As has been remarked, Perahia, in his most recent expositions, has adopted a pared-down approach to the Concertos, confining himself to a paradigm that seems to come much more from historically informed performance, and this ‘Emperor’ was no exception. Changes in tempo there were, but managed subtly, with little over-emphasis of the Romantic (the pre-figuring of Brahms that can happen). Perhaps the most obvious demonstration of this was the modification, in three discrete steps, from the speed of the slow movement to that of the Finale. This was Beethoven, in his thirties, exploring new sonorities, and blazing the trail for Romanticism, if working within the Classical idiom.
Much of the light and shade in this account came from changes in volume – Perahia coaxing from the piano in the first movement the lightest of rippling passages against pizzicatos; or his thundering out of the rising and descending scales towards the end; and the hair-raising muffled tone that he achieved against the timpani in the Finale’s coda. There was some languor in the Adagio, but only as much as one felt Beethoven required from this most tender of creations.
The ASMF also produced some magnificent contrasts in dynamic, and responded well to Perahia’s direction. Tristan Fry’s hard-stick timpani gave the Concerto the sort of edge that one might have heard from the Hanover Band 1980s’ Beethoven performances, and the wind section – particularly the horns (there was a magical horn note at the reiteration of the opening fanfares of the first movement) – reminded listeners that it was Beethoven’s more-raw writing for winds that took him away from polite Classical form.
In the first half, there were performances at opposite ends of the interpretative spectrum. Given the F-major’s Romance these-you-have-loved status, it’s probably impossible to play this piece in any other way than to pluck at the heartstrings, and the band gave full rein to this, with Tomo Keller producing handfuls of sweetly swooping notes.
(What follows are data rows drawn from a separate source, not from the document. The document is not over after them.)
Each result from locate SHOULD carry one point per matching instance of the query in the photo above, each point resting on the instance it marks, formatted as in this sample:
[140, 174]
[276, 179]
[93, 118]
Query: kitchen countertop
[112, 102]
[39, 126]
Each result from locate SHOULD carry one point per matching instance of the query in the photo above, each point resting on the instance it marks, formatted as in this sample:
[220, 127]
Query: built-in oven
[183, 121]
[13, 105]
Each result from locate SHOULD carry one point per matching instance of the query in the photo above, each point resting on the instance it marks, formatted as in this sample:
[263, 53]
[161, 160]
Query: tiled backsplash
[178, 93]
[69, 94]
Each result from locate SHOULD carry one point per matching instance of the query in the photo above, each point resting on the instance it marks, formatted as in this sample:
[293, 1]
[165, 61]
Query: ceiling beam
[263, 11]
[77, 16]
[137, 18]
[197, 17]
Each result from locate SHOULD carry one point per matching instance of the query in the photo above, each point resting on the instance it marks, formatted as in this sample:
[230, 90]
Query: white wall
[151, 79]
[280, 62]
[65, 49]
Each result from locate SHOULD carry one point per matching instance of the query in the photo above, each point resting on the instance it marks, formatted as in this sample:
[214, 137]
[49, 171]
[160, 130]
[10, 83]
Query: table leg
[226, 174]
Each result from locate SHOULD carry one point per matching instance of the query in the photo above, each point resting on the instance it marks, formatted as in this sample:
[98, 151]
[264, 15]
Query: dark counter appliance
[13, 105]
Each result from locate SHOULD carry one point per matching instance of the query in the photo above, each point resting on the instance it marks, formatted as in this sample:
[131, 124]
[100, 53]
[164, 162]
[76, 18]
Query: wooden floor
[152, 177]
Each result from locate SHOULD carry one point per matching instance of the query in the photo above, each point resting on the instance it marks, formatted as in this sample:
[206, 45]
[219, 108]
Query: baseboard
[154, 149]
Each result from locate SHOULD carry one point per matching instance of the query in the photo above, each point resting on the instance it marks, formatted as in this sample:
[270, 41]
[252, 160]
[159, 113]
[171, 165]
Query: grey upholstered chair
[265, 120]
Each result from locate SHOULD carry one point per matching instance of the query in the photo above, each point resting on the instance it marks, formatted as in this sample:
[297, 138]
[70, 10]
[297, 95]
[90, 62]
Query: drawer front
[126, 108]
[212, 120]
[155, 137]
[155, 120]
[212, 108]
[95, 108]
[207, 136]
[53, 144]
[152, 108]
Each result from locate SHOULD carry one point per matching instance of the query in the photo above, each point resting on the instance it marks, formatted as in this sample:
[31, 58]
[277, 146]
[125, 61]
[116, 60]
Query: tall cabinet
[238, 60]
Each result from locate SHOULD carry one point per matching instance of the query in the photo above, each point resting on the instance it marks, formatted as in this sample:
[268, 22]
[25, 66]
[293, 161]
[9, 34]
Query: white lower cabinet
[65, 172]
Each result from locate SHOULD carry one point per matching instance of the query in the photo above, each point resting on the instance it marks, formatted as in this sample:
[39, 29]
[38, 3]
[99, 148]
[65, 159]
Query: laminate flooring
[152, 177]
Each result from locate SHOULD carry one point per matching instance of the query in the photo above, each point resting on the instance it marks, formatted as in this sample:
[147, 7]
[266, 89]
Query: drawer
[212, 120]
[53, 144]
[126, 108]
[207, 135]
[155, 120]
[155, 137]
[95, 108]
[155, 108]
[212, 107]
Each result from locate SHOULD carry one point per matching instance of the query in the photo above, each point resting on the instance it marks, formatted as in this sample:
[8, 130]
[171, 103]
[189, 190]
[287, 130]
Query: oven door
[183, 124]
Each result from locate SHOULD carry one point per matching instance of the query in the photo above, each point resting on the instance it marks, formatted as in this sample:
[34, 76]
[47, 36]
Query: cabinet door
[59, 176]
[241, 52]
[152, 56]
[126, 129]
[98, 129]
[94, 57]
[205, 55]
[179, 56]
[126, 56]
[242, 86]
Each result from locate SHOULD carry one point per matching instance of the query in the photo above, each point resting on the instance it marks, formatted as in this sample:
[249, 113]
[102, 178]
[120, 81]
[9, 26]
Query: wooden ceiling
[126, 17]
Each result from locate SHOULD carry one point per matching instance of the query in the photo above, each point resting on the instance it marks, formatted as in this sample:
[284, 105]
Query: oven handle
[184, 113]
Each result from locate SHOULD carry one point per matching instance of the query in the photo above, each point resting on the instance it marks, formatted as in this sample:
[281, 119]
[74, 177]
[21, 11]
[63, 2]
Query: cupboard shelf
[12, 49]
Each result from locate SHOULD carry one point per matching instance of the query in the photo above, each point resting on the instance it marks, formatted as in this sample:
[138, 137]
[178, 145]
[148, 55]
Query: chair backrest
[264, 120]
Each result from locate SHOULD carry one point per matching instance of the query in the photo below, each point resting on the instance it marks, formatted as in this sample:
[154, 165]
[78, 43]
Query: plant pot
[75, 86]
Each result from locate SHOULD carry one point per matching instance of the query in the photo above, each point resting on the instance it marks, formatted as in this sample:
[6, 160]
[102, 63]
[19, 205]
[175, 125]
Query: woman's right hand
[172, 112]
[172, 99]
The account of the First Symphony was of another order altogether. Performed by nearly forty ASMF players (with the barest of nods now and again from Keller), it was the triumph of the evening. This was unpasteurised Beethoven, taken at a hefty lick and with plenty of youthful energy – full of sudden dynamic changes and perky rhythmic interjections from throaty brass and intrusive timpani. It wasn’t without elegance – ‘Papa’ Haydn was present in the Andante cantabile – but it demonstrated perfectly Beethoven’s restless need to break the mould, and provided a consummately performed reminder that the catalogue of great Beethoven Symphonies doesn’t begin with the ‘Eroica’.